Diagnostic criteria for liver proliferative lesions were based on a review by a working group of Japanese Society of Toxicologic Pathology (26). Histopathological lesions of the liver were classified into: focus of cellular alteration and hepatocellular adenoma.

Measurement of 8-OHdG formation in liver DNA
Liver samples of ~500 mg wet weight were taken at random from eight rats in the 0, 50 and 200 p.p.m. TMAO-treated groups. The DNA was isolated and digested into deoxynucleosides by combined treatment with nuclease P1 (Tamasa Shoyu, Chiba, Japan) and alkaline phosphatase (Sigma, St Louis, MO). The level of 8-OHdG formation in each resulting preparation was determined by HPLC (27,28), expressed as the number of 8-OHdG residues/106 total deoxyguanosines.
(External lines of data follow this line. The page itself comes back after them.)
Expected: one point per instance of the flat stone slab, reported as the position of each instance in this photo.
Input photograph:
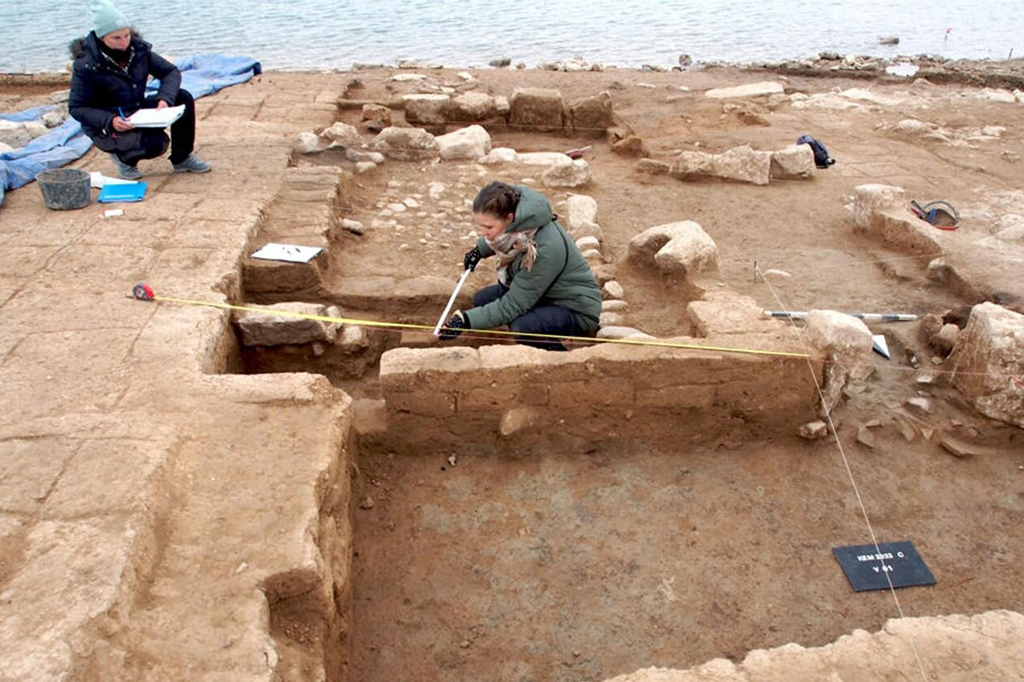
(761, 89)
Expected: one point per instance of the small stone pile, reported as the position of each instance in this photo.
(676, 249)
(742, 164)
(988, 363)
(281, 325)
(883, 211)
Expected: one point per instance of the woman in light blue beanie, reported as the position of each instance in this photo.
(108, 85)
(105, 17)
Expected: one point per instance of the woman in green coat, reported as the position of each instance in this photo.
(545, 286)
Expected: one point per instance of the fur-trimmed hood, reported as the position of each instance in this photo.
(80, 46)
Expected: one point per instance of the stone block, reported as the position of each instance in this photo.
(407, 144)
(691, 251)
(500, 155)
(377, 113)
(989, 363)
(761, 89)
(472, 108)
(795, 161)
(434, 403)
(591, 116)
(30, 469)
(611, 318)
(643, 247)
(539, 110)
(75, 573)
(498, 396)
(307, 142)
(652, 167)
(871, 199)
(882, 211)
(579, 208)
(631, 146)
(108, 476)
(612, 290)
(622, 333)
(727, 312)
(518, 420)
(846, 343)
(428, 110)
(743, 164)
(586, 228)
(542, 158)
(342, 134)
(276, 328)
(469, 143)
(688, 164)
(567, 174)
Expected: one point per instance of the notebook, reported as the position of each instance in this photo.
(287, 252)
(156, 118)
(122, 193)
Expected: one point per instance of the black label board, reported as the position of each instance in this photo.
(865, 567)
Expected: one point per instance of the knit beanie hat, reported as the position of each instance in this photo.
(105, 17)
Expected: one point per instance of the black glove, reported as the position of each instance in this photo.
(454, 327)
(473, 257)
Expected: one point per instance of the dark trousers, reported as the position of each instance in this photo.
(552, 320)
(154, 141)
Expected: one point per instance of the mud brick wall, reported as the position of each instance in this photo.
(452, 396)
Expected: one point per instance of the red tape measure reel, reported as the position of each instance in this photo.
(142, 292)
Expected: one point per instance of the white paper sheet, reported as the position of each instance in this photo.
(287, 252)
(156, 118)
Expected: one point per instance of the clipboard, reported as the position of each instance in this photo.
(113, 194)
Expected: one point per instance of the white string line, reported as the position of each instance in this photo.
(853, 482)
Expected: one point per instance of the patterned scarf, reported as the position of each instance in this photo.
(508, 246)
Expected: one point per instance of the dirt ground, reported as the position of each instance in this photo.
(554, 565)
(550, 565)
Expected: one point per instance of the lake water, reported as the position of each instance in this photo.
(333, 34)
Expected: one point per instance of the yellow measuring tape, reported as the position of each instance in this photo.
(499, 333)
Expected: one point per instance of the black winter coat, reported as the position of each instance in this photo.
(98, 86)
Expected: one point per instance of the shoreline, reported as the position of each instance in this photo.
(981, 73)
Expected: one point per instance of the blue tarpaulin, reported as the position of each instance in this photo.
(33, 114)
(201, 75)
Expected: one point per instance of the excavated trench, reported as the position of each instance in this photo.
(565, 551)
(522, 515)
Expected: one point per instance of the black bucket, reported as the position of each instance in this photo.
(65, 188)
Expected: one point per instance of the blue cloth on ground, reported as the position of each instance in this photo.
(201, 75)
(33, 114)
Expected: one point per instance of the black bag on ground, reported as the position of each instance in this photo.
(821, 158)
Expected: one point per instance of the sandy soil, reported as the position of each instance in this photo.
(551, 565)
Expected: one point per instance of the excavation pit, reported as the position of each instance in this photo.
(520, 515)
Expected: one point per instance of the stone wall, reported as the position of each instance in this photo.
(459, 395)
(949, 647)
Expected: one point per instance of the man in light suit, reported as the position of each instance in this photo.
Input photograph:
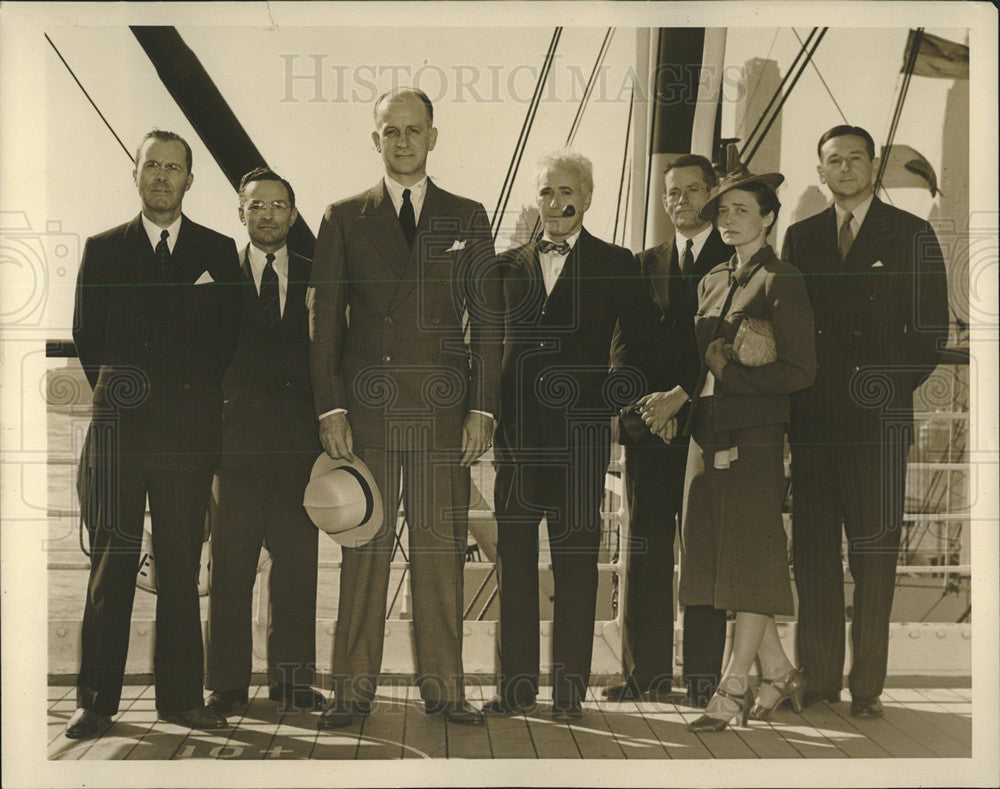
(876, 279)
(666, 354)
(400, 385)
(156, 322)
(563, 293)
(269, 443)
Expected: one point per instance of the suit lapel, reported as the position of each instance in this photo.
(379, 222)
(298, 281)
(433, 207)
(658, 270)
(874, 231)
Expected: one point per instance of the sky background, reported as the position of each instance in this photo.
(317, 133)
(63, 177)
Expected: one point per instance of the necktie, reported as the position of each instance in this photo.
(269, 299)
(846, 237)
(545, 246)
(688, 263)
(163, 251)
(406, 218)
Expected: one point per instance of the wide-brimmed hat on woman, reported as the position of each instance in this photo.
(739, 179)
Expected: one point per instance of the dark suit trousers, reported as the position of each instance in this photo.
(863, 488)
(654, 485)
(436, 504)
(177, 503)
(262, 503)
(567, 488)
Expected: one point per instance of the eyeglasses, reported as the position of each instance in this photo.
(259, 205)
(171, 167)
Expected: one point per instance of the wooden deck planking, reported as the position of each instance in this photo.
(632, 732)
(425, 735)
(253, 728)
(884, 733)
(667, 724)
(382, 733)
(919, 723)
(949, 731)
(128, 728)
(510, 737)
(840, 733)
(465, 741)
(767, 741)
(552, 739)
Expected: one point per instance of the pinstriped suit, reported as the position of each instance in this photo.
(666, 353)
(880, 317)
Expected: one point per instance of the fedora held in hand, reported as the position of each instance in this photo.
(343, 500)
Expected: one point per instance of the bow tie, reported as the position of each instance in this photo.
(545, 246)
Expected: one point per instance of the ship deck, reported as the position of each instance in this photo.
(925, 717)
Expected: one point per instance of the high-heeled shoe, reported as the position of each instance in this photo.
(791, 687)
(708, 723)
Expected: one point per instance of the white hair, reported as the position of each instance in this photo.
(568, 159)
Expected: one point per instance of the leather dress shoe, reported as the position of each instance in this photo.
(570, 712)
(223, 701)
(498, 705)
(811, 697)
(297, 696)
(86, 723)
(867, 707)
(455, 711)
(197, 718)
(626, 691)
(337, 716)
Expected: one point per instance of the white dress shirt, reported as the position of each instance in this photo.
(552, 262)
(858, 215)
(417, 194)
(680, 242)
(153, 231)
(258, 262)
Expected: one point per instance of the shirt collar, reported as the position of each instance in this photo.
(153, 231)
(258, 260)
(859, 212)
(417, 191)
(680, 241)
(571, 240)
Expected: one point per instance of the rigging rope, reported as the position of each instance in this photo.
(625, 168)
(508, 183)
(92, 104)
(585, 100)
(777, 93)
(828, 91)
(784, 98)
(908, 73)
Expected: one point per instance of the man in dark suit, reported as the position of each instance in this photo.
(876, 279)
(563, 293)
(410, 385)
(269, 443)
(666, 354)
(156, 322)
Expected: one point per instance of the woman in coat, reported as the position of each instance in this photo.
(755, 332)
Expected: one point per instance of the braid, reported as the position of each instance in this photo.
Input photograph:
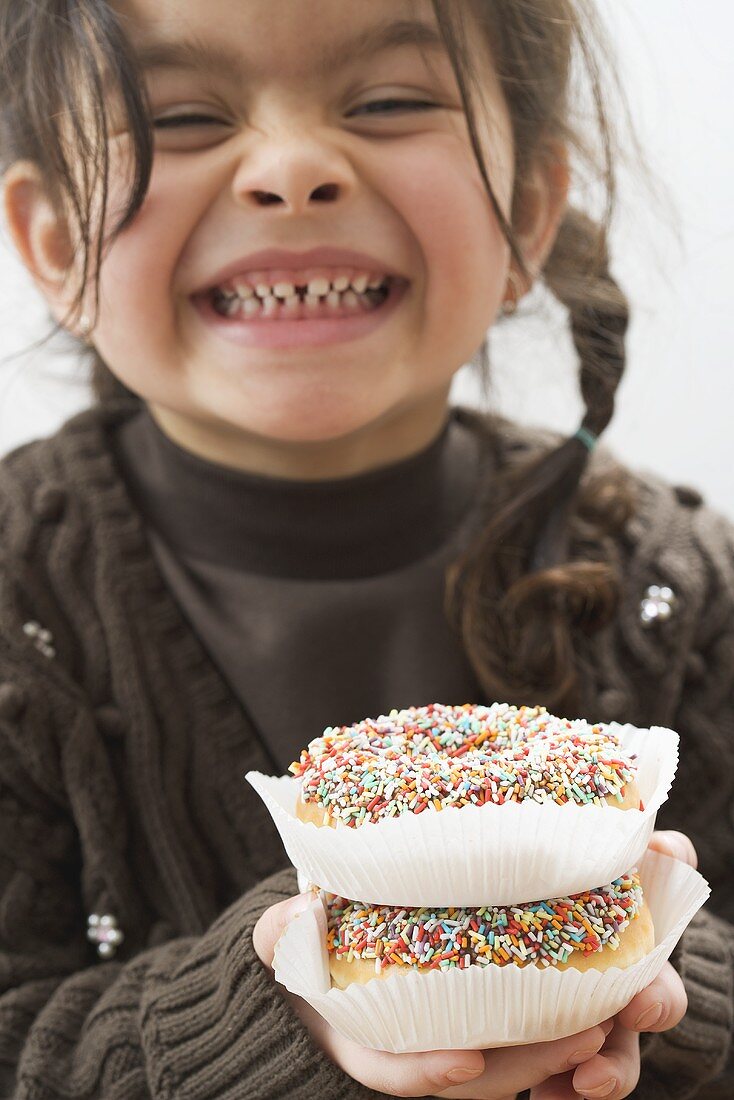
(516, 596)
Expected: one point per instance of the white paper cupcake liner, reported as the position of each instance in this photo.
(484, 855)
(485, 1007)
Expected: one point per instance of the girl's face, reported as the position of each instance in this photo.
(288, 143)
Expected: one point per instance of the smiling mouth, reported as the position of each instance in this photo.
(303, 306)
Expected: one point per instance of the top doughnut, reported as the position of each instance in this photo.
(435, 757)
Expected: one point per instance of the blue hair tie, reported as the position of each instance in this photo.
(587, 438)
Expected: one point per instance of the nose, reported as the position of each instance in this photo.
(294, 173)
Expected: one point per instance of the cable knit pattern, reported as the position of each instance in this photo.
(121, 791)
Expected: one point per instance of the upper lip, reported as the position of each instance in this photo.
(282, 259)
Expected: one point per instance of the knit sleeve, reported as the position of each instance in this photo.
(696, 1059)
(197, 1018)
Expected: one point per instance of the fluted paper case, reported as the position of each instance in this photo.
(486, 855)
(485, 1007)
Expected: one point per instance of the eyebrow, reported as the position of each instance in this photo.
(195, 52)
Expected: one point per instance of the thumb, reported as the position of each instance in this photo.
(672, 843)
(272, 924)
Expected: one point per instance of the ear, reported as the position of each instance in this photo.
(539, 208)
(39, 233)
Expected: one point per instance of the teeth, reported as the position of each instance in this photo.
(283, 300)
(317, 288)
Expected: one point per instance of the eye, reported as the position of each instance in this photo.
(177, 121)
(423, 105)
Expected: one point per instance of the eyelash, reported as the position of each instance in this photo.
(178, 119)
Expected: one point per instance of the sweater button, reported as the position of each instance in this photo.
(48, 503)
(13, 701)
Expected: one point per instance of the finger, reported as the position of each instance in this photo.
(272, 924)
(671, 843)
(511, 1069)
(405, 1075)
(614, 1071)
(402, 1075)
(659, 1005)
(559, 1087)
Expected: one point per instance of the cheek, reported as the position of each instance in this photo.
(439, 195)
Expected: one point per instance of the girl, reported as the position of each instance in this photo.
(271, 519)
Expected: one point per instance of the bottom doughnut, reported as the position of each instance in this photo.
(609, 926)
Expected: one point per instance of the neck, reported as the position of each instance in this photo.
(397, 436)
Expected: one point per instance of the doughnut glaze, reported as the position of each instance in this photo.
(436, 757)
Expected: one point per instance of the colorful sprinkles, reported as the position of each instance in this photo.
(436, 756)
(545, 932)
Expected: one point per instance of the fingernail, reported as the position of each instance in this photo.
(601, 1090)
(650, 1016)
(462, 1074)
(580, 1056)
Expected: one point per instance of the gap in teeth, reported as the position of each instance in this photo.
(288, 297)
(313, 292)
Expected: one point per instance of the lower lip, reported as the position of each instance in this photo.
(303, 332)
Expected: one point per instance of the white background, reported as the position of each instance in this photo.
(675, 405)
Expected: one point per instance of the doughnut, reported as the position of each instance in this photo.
(436, 757)
(591, 931)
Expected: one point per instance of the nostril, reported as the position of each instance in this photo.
(266, 198)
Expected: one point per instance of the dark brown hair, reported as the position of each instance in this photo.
(517, 596)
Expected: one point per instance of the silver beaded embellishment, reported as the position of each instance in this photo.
(42, 638)
(657, 604)
(102, 930)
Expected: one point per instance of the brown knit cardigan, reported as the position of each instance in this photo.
(122, 755)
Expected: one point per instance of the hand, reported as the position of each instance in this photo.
(655, 1009)
(499, 1075)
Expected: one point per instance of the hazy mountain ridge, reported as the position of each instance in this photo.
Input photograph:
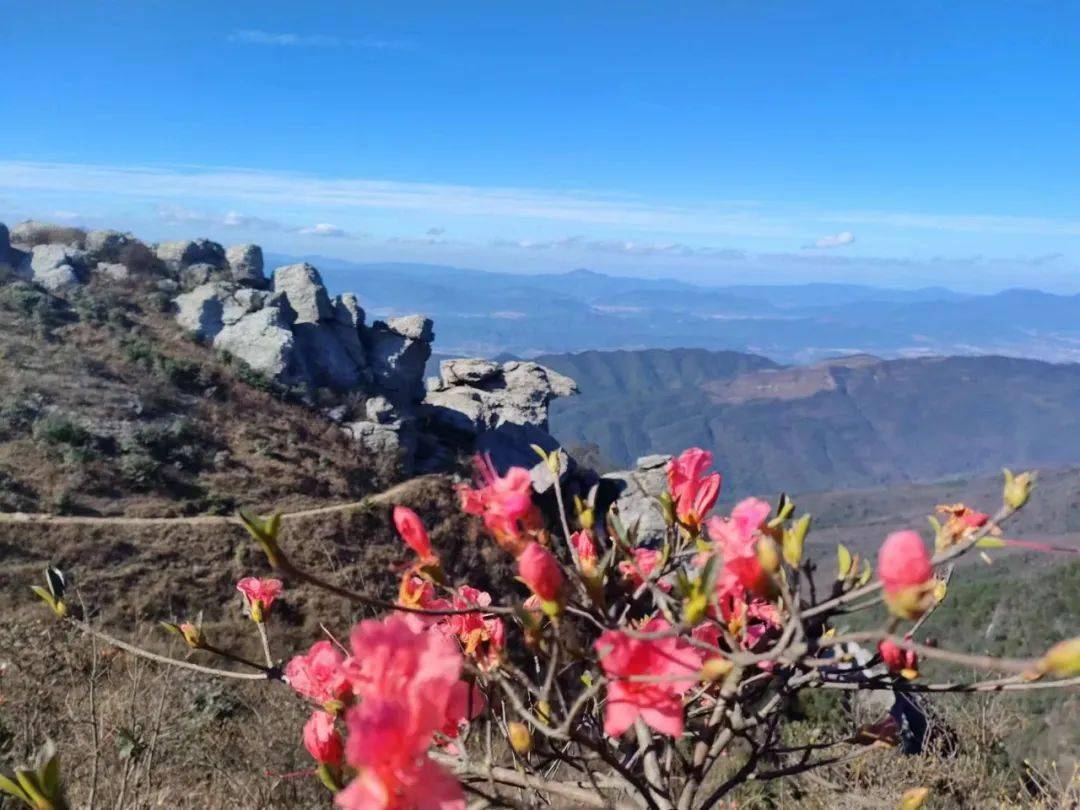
(850, 424)
(486, 313)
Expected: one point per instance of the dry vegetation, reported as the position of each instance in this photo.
(106, 408)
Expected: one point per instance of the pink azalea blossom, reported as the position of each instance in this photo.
(672, 663)
(898, 659)
(387, 743)
(903, 562)
(415, 592)
(906, 575)
(504, 502)
(643, 566)
(692, 490)
(467, 703)
(412, 530)
(736, 539)
(482, 635)
(585, 549)
(259, 594)
(322, 739)
(319, 674)
(538, 568)
(406, 682)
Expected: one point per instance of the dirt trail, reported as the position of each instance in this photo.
(397, 493)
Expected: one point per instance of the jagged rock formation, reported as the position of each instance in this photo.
(495, 408)
(635, 494)
(289, 329)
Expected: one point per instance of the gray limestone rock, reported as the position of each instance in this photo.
(245, 265)
(305, 291)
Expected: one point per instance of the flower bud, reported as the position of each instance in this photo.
(538, 568)
(1017, 488)
(193, 636)
(794, 538)
(1062, 660)
(914, 798)
(521, 739)
(716, 669)
(768, 554)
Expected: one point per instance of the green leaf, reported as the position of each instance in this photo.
(842, 561)
(12, 788)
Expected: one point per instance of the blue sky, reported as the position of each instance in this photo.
(902, 144)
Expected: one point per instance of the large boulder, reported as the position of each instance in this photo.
(211, 307)
(635, 493)
(302, 286)
(480, 395)
(53, 267)
(397, 351)
(107, 246)
(178, 255)
(262, 340)
(245, 265)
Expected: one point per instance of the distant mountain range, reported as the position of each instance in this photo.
(851, 423)
(487, 313)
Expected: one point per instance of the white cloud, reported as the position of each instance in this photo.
(258, 37)
(324, 229)
(834, 240)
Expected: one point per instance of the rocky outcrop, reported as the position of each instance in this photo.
(635, 493)
(53, 267)
(262, 339)
(107, 246)
(399, 350)
(500, 409)
(304, 288)
(289, 328)
(178, 255)
(245, 265)
(480, 395)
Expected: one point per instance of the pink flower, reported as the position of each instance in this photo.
(482, 635)
(736, 538)
(415, 592)
(504, 502)
(903, 562)
(899, 660)
(692, 490)
(406, 682)
(322, 739)
(585, 549)
(905, 572)
(319, 674)
(673, 666)
(467, 703)
(412, 530)
(642, 568)
(388, 746)
(390, 658)
(538, 568)
(259, 594)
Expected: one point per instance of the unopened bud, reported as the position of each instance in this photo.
(666, 508)
(914, 798)
(716, 669)
(192, 635)
(1062, 660)
(543, 711)
(794, 538)
(1017, 488)
(768, 554)
(521, 739)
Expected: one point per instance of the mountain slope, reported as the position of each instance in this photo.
(527, 314)
(854, 423)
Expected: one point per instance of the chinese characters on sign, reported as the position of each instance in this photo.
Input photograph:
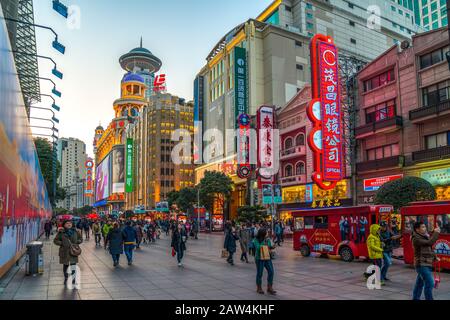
(129, 167)
(159, 85)
(89, 190)
(326, 136)
(331, 113)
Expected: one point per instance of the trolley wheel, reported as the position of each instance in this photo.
(346, 254)
(305, 251)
Immunohistochemical staining of proliferating cell nuclear antigen (PCNA)
PCNA immunohistochemical staining was carried out for the normal appearing liver tissue in 16 rats from each group to evaluate cell proliferation activity using anti-PCNA antibody (PC-10, IgG2a; Dako, USA) with the avidin–biotin complex (ABC) method, as described previously (29). Briefly, liver sections were deparaffinized with xylene, hydrated through a graded ethanol series and incubated with 0.3% hydrogen peroxide for 30 min to block endogenous peroxidase activity. The sections were then incubated with 10% normal horse serum at room temperature for 30 min to block background staining and then with PCNA antibody diluted 1:500 in Tris (hydroxymethyl) aminomethane-buffered saline overnight. The sections were then exposed to biotinylated horse anti-mouse IgG (Vector Labs, Burlingame, CA) for 30 min. Finally, peroxidase activity in the liver cell nuclei was visualized by treatment with 0.02% diaminobenzidine. Nuclei were counterstained with hematoxylin. For each slide, numbers of positive labeled cells were counted under a light microscope and labeling indices were generated as percentages of positive cell numbers (with a minimum of 3000 cells counted per slide).

Statistical analysis
Data for body weights, food and water consumption, organ to body weight ratios, 8-OHdG levels, PCNA indices, urine metabolite levels, hematology and clinical chemistry parameters, were analyzed by one-way analysis of variance (ANOVA), and mean values were compared using the Dunnett's test (P < 0.05). Kaplan–Meier analysis was conducted to determine survival curves. Logrank (Mantel–Cox) analysis was used to compare tumor latency. The Fisher's exact probability test was used for comparison between final survival rates, incidences of tumors and foci of alterations in livers in different groups (StatView Software ver.5, Abacus Concepts, CA).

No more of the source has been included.